En cela, Eddie lui, est l'afro-américain-type : historiquement, la communauté, lorsqu'elle a pu avoir une audience politique, a penché côté démocrate dans sa majorité. Mais, lorsqu'elle son influence s'est étendue, le vote noir s'est beaucoup plus également réparti, tandis que la frange contestataire se diluait, se divisait, s'affrontait, perdait de vue ses objectifs premiers (analyse très intéressante que fait Eddie dans le roman). Eddie, en cela, a suivi le déplacement de sa communauté.
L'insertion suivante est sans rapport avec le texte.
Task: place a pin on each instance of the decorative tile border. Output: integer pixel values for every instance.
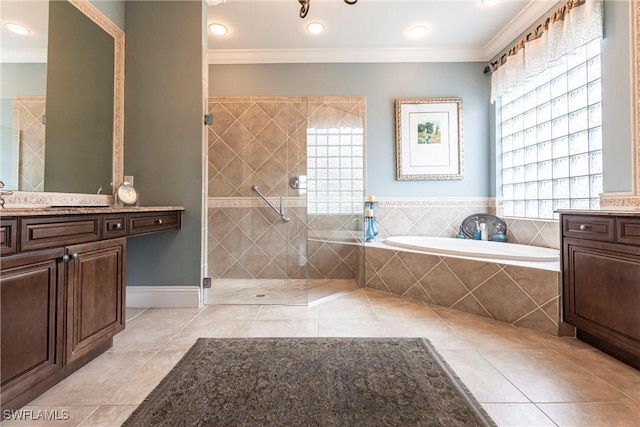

Mais, tout en voulant toujours rester extérieur à ces questions qui ne l'intéressent pas, il s'est retrouvé au coeur de la machine politique américaine pendant ces 20 années, de Eisenhower à la démission de Nixon, en passant par les mandats démocrates, et pourtant si différents, de Kennedy et Johnson. Une machine que sa détermination à retrouver sa soeur va faire trembler, entraînant des réactions en chaîne de la part des différents camps (aux contours bien flous jusqu'au terme du livre).
Et, au final, c'est sans doute sa volonté à se tenir à l'écart de ces affaires peu reluisantes, qui lui sauvera la vie. Parce que ses nombreux ennemis auront compris que sa vocation est tout sauf celle d'un révolutionnaire ayant l'ambition de renverser les forces en place.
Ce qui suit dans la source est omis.